For his stint at Red Bull with Max Verstappen alongside him, we’re not sharing our comparison of qualifying and races because they’re horribly one-sided. Even if we take a look at the number of podiums or race wins or the number of points, it’s just too one-sided.

There is no comparison or competition between Perez and Verstappen as we see utter domination from the Dutch driver.


Looking at how the partnership has panned out, Sergio Perez has been completely dominated by Max Verstappen. There’s hardly any competition. Except for very rare occasions when Perez has finished ahead of his teammate, it’s been a one-way traffic.

To make things worse, this season with pressure mounting on Perez, he’s become prone to mistakes. Hence we’ve seen races like the one in Monaco or in Suzuka where he crashed too much.

What led to such a downfall?

The thing that we can see here quite clearly is that there hasn’t been any downfall as such. If we look at Sergio Perez’s career, there has been a clear pattern. He’s been a bit slower than his teammates in qualifying and it has been his ability to pull off a few freak results here and there that have helped him stand out in the midfield.

When you’re teaming up against a phenomenon like Max Verstappen and fighting against him in the same car every race, you will get exposed. The minor shortcomings are just magnified because of the relentless nature of Verstappen’s performances.

Perez was a solid midfield driver who struggled in qualifying and will pull out an impressive result once in a while which will stand out in a season. That hasn’t changed at Red Bull either. It’s gotten a bit worse this season because he has been under serious pressure lately.

Overall though, even if he was not under pressure, you can still expect Perez to struggle in qualifying, be decent in races, and maybe once in a while pull off a strong result.

That’s the ‘Sergio Perez’ package which was on offer from the beginning and not much has changed. If he continues to be a part of Red Bull, it will be more or less the same.

Should Red Bull replace Sergio Perez?

This question is entirely up to Red Bull because they need to be sure of what they need from the second driver. Do they need a second driver that could challenge Max Verstappen? If that is the case then Sergio Perez is not the driver for the team. They probably need to pursue a Lando Norris in that situation.

If they need Sergio Perez to just improve his performances a little and be more competitive then they need to back him and instead of piling on the pressure maybe offer an olive branch.
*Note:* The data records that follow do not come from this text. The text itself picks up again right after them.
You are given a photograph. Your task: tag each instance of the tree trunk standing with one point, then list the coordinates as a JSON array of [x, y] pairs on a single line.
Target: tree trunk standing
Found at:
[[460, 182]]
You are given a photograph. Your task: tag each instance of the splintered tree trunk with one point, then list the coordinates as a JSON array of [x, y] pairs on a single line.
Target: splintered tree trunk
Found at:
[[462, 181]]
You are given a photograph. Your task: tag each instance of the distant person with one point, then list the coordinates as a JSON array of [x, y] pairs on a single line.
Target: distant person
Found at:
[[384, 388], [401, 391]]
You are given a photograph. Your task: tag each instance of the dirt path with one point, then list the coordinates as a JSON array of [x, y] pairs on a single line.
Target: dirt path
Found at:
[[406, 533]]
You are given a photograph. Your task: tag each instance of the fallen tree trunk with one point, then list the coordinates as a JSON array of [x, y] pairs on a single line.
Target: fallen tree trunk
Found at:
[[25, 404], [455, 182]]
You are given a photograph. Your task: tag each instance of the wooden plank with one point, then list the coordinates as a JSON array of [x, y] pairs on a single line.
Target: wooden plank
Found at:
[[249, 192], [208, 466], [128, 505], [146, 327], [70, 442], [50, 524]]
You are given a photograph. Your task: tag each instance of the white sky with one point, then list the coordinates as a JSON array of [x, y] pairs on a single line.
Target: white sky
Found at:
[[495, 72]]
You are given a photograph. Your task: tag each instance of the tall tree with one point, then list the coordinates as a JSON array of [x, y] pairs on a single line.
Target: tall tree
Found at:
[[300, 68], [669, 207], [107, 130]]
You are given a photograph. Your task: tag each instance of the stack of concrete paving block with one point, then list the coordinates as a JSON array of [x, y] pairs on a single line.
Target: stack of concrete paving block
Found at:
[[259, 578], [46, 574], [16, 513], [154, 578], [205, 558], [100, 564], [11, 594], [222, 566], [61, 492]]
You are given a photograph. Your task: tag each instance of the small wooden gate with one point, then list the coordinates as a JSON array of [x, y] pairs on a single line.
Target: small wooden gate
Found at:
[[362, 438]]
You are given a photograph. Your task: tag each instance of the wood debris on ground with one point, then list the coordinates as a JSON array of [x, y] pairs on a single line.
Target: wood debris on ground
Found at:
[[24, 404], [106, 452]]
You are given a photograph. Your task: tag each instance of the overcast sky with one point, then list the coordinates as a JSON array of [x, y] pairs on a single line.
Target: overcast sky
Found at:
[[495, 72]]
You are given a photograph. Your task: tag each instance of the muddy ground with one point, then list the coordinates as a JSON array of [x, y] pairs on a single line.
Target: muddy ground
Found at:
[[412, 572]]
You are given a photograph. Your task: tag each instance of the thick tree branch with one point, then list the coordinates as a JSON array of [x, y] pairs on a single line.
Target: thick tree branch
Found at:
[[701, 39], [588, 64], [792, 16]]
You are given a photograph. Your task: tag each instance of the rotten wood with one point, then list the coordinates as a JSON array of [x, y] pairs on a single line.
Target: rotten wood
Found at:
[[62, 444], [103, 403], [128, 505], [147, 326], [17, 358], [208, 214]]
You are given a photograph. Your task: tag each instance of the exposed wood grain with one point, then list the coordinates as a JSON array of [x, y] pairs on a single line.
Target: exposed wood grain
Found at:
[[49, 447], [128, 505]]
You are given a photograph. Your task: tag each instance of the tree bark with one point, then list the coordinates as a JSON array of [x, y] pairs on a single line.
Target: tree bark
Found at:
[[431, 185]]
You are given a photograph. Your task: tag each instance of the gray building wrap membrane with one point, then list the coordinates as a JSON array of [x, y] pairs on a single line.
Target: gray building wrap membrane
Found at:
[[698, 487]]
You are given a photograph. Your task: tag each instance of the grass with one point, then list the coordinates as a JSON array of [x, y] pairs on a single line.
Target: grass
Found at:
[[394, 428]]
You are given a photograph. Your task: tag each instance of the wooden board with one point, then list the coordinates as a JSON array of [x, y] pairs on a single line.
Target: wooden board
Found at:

There is a third option, however, the option where Red Bull picks a driver in between the massive gulf between Max Verstappen and Sergio Perez. A driver who is better in qualifying and hence will be closer to Verstappen at the start of the race does the job as the wingman.

Red Bull has arguably two choices in Daniel Ricciardo and Nico Hulkenberg who could fit the role. Daniel might still be an unproven entity but the races in AlphaTauri could help Red Bull assess where he stands. Hulkenberg has shown impressive qualifying pace and that is one name that the team considered in 2020 before signing Sergio Perez as well.

Is Sergio Perez a bad driver?

At the end of it all, to answer the question that we started this article with. Is Sergio Perez a bad driver? The answer is no. He’s not a bad driver. He’s a strong midfield driver up against the talent of the generation. He’s under pressure to keep up and that is what has made him look so average.

To be fair, Sergio Perez is not the only driver who went through this against Max Verstappen. Both Pierre Gasly and Alex Albon suffered the same fate. Hence, to conclude, no, Perez is not a bad driver, he’s up against a very distinguished benchmark that has made him look average.